Although we may not think of them in this way, habits are a great tool for showing character in real life. So why not use them in your fiction as well? There are three reasons why you should.
First, habits create believability. You’ve probably heard the general advice to add evocative details to your writing: Weird, idiosyncratic tidbits that seem to come out of nowhere. Habits do the same for our characters, but they do it across the whole span of the book, not just in a given scene. That is, you can’t just show a character nervously biting his nails once and have it be effective. You must show it often enough to cement that in the reader’s image of the character.

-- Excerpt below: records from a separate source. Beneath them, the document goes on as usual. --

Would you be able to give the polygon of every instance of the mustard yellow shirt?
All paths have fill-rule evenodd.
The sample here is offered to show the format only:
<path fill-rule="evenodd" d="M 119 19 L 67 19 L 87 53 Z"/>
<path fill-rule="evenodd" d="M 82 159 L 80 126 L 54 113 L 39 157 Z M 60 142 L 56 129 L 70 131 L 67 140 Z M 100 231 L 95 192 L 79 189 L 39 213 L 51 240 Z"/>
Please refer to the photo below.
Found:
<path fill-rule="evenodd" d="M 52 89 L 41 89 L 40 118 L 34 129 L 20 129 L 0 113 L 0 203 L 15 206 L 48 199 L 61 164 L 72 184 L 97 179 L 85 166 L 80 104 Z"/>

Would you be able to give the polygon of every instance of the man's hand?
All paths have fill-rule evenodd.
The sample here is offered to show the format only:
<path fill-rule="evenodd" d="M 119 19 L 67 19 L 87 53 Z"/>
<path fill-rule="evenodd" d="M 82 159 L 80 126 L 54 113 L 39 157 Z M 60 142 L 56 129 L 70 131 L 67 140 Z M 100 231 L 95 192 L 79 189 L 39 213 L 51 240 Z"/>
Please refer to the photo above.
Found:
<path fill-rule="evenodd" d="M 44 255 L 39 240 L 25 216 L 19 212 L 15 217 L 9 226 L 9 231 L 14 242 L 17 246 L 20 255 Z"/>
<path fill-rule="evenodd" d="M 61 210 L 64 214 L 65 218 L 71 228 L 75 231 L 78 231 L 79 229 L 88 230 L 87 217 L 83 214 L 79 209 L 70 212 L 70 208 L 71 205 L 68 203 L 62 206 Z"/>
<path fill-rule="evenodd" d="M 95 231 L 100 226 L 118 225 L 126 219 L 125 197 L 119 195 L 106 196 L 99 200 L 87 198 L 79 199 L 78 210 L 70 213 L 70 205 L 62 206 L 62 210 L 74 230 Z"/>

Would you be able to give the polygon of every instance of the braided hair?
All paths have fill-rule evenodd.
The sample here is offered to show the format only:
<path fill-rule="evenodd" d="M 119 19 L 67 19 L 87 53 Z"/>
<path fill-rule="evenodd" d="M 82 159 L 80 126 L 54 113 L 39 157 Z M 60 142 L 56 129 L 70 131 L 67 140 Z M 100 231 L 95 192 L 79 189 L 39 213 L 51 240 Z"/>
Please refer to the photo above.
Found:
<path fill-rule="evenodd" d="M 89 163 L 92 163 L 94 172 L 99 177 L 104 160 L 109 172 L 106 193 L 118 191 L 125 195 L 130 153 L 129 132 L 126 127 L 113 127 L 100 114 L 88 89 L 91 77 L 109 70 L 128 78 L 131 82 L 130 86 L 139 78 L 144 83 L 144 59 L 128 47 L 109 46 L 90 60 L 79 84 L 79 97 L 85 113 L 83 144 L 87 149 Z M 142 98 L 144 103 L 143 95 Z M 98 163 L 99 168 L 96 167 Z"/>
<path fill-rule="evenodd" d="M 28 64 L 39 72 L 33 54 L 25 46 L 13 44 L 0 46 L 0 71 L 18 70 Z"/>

A word of caution: take care in choosing what habits to give your characters. Some habits are so strongly associated with underlying psychologies that they have become tired cliches. Try to find habits that are a little more distinctive, yet don’t destroy the underlying motive of believability. You want to find a comfortable space between what is banal and what is downright strange.
Second, habits "show, don’t tell". On the surface, habits can create colorful, believable characters. But you should strive to go deeper by using the habit as a representation of something meaningful about a character. For example, you could have a character who smokes. She’s not a chain smoker, not a true addict, but rather someone who has come to use cigarettes as a form of avoidance. When forced to confront a difficult or uncomfortable situation, she lights up. On the surface, she’s telling herself “I just need to steady my nerves,” but really it’s just a way to avoid dealing with something difficult, if only for a few minutes. If this is how you portray the habit, then it gives you a convenient shorthand for referring to that entire aspect of the character’s psychology through showing, rather than telling. Telling would be this:
Jane paused before knocking on Sean’s door. She knew she had to break up with him, but dreaded the inevitable scene. She decided to put it off for a few minutes by lighting up a cigarette.
Yeah, that makes me yawn too. Showing would be this:
Jane stood before the door to Sean’s apartment. She raised her hand to knock, but then reached into her purse for a Virginia Slim. She took a long drag, and blew the smoke out into the night air. God damn, she thought, why are men so difficult?
With a little effort most underlying psychological motivations can be connected with an appropriate habit, and usually to great effect.
Third, habits set up dramatic reversals. When a habit is a core part of how we perceive a character, we are strongly affected to see the character violate the habit. Violating the habit is powerful because it is a reversal: you’ve led the reader to expect one thing, but have then given them something different. That is, when we’ve seen Jane light up when under stress seven times before, you can really grab our attention in an eighth scene by showing Jane not lighting up.
But you can’t just do it as a meaningless surprise. After all, if she violates the habit, we’re going to wonder why. If you have properly used the habit as shorthand for Jane’s deeper avoidance issues, then the answer is obvious: When we see her not light up we immediately know that she has grown as a character. She has reached a point where, at least in one instance, she doesn’t want to avoid a difficult situation. She’s ready to face it head-on. The reversal is itself powerful, but it is also dramatic because it clearly shows Jane’s grit and determination. And all you have to do is make her put the cigarette down, unlit.
Exploiting habits is a powerful technique for confronting the challenge of creating distinctive, believable characters. But don’t feel like you have to plan these things out ahead of time. Often it is easiest simply to write until you find yourself stuck, asking “how can I show Jane’s determination and growth?” At that point, you can invent a habit for her to break. You must, of course, go back to earlier scenes and add the habit back in, but that’s ok. The power of a well-chosen habit to show character is entirely worth the effort.